Résumé de la décision
Dans cette affaire, le préfet d'Ille-et-Vilaine a contesté un jugement du tribunal administratif de Rennes qui avait annulé un arrêté ordonnant à M. B..., un ressortissant tunisien, de quitter le territoire français. Cet arrêté, daté du 2 septembre 2017, a été abrogé implicitement par une nouvelle décision prise le 17 mai 2018, qui a été mise à exécution et confirmée par un jugement devenu définitif. Par conséquent, la cour a décidé qu’il n’y avait plus lieu de statuer sur la requête du préfet, qui était devenue sans objet. De plus, les conclusions de M. B... concernant le remboursement des frais d'instance ont été rejetées.
Arguments pertinents
1. Non-lieu à statuer : La cour a rugie que l'arrêté du 2 septembre 2017 contesté avait été implicitement abrogé par la nouvelle décision prise le 17 mai 2018. Cela a conduit à un non-lieu à statuer sur la requête car elle était devenue sans objet : "En prenant cette décision du 17 mai 2018, le préfet d'Ille-et-Vilaine doit être regardé comme ayant ainsi implicitement mais nécessairement abrogé l'arrêté contesté".
2. Frais de l'instance : La cour a estimé qu'il n'y avait pas lieu de mettre à la charge de l'État les frais demandés par le conseil de M. B..., soulignant que, dans les circonstances de l'espèce, cette demande était injustifiée : "Il n'y a pas lieu, dans les circonstances de l'espèce de mettre à la charge de l'État le versement de la somme que demande le conseil de M. B...".
Interprétations et citations légales
1. Abrogation implicite : La décision de la cour repose sur le principe selon lequel une nouvelle décision qui remplace une décision antérieure abroge implicitement cette dernière. La jurisprudence administrative reconnaît que le préfet peut mettre fin à une mesure antérieure en prenant une nouvelle mesure, indépendamment des procédures d'appel en cours.

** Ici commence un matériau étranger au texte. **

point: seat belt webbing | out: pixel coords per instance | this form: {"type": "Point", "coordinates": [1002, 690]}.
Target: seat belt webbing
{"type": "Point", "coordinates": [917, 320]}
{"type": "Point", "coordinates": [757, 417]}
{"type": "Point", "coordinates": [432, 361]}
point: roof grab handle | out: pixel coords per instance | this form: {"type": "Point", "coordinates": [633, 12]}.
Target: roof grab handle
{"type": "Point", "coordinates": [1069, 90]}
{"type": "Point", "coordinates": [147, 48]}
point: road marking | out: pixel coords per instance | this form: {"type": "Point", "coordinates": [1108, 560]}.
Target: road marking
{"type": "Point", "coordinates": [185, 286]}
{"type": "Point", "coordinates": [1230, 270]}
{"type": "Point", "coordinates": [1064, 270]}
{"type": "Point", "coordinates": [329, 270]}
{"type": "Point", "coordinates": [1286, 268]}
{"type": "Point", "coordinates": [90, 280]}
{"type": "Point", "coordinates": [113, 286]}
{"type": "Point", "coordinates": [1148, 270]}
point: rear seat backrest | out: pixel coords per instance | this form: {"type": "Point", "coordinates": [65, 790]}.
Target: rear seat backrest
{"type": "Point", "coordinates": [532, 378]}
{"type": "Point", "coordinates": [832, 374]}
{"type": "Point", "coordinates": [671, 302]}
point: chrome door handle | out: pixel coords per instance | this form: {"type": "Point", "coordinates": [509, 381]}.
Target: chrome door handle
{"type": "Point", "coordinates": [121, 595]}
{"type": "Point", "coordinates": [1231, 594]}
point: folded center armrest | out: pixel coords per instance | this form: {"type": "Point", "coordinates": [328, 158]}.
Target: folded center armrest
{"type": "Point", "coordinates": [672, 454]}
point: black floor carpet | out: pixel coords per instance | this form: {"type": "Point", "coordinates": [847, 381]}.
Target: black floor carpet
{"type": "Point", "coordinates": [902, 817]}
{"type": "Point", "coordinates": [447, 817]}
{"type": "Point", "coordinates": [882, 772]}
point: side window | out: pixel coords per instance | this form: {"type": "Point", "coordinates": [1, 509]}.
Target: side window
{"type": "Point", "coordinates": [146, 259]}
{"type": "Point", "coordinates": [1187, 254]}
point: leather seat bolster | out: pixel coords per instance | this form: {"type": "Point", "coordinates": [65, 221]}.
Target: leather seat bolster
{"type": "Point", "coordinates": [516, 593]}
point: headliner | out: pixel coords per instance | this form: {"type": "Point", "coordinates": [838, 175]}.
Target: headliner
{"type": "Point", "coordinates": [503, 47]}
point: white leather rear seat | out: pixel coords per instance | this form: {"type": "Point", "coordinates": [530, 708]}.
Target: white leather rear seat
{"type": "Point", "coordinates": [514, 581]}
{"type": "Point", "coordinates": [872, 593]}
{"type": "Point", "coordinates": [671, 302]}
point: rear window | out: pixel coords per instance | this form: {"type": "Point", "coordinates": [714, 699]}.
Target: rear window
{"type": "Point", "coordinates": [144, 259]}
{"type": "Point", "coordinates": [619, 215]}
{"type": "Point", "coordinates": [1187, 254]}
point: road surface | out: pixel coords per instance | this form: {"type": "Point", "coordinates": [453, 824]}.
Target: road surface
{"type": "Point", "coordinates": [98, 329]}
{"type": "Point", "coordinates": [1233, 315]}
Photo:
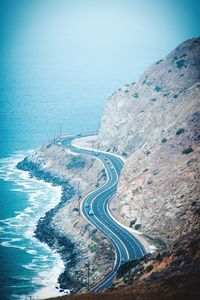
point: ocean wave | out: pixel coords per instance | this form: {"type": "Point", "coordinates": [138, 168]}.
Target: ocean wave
{"type": "Point", "coordinates": [18, 231]}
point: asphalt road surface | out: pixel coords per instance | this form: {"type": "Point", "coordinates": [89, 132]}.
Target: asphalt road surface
{"type": "Point", "coordinates": [95, 209]}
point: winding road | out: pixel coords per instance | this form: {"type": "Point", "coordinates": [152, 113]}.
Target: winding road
{"type": "Point", "coordinates": [95, 209]}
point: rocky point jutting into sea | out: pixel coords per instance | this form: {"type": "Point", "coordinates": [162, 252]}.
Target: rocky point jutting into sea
{"type": "Point", "coordinates": [155, 124]}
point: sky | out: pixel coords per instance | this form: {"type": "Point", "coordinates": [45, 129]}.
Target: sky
{"type": "Point", "coordinates": [75, 53]}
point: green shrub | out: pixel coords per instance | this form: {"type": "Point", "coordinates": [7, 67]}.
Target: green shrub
{"type": "Point", "coordinates": [76, 162]}
{"type": "Point", "coordinates": [187, 150]}
{"type": "Point", "coordinates": [127, 266]}
{"type": "Point", "coordinates": [124, 153]}
{"type": "Point", "coordinates": [135, 95]}
{"type": "Point", "coordinates": [93, 248]}
{"type": "Point", "coordinates": [180, 131]}
{"type": "Point", "coordinates": [132, 222]}
{"type": "Point", "coordinates": [180, 63]}
{"type": "Point", "coordinates": [137, 226]}
{"type": "Point", "coordinates": [157, 88]}
{"type": "Point", "coordinates": [166, 94]}
{"type": "Point", "coordinates": [158, 62]}
{"type": "Point", "coordinates": [149, 268]}
{"type": "Point", "coordinates": [164, 140]}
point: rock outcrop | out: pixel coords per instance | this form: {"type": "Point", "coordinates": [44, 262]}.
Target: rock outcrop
{"type": "Point", "coordinates": [156, 124]}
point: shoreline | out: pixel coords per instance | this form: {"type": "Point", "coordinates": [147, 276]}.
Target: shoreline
{"type": "Point", "coordinates": [45, 233]}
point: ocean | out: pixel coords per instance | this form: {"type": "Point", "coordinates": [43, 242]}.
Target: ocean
{"type": "Point", "coordinates": [28, 267]}
{"type": "Point", "coordinates": [45, 88]}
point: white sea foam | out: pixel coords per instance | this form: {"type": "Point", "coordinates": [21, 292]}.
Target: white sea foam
{"type": "Point", "coordinates": [46, 264]}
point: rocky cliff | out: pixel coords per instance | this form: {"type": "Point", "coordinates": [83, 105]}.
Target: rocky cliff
{"type": "Point", "coordinates": [63, 228]}
{"type": "Point", "coordinates": [156, 124]}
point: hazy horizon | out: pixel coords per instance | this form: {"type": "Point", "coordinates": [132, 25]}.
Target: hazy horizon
{"type": "Point", "coordinates": [60, 60]}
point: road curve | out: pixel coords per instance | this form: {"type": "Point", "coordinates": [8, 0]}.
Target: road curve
{"type": "Point", "coordinates": [125, 244]}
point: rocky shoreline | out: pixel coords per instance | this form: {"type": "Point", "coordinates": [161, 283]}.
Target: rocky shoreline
{"type": "Point", "coordinates": [62, 228]}
{"type": "Point", "coordinates": [45, 232]}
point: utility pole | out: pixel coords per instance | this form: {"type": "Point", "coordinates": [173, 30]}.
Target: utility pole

2. Droit d'asile et expulsion : Les arguments du préfet concernant la conformité avec le Code de l'entrée et du séjour des étrangers et du droit d'asile n'ont pas été examinés car la requête est devenue sans objet. Cela souligne l'importance de la mise en œuvre des procédures administratives appropriées avant qu'une décision ne soit contestée en justice.
3. Frais d'instance (Article L.761-1) : Ce dernier article du Code de justice administrative régit le principe général qui permet à une partie de demander le remboursement de frais d’instance. Cependant, la cour a estimé qu'il n'était pas approprié de faire droit à cette demande, en particulier dans le cadre d'une décision ayant été abrogée.
Citations directes des articles concernés
- Code de justice administrative - Article L.761-1 : Cet article stipule que dans certaines conditions, il est possible d'imposer à l'État le remboursement des frais exposés par une partie. Cependant, sa mise en œuvre dans cette instance a été rejetée, précisément parce que la demande était devenue sans objet.
En conclusion, cette décision montre bien l'importance de l’efficacité administrative dans le domaine de l'immigration et la nécessité de respecter les procédures en place pour garantir que les contestations juridiques ne traînent pas une fois qu'une décision a été abrogée.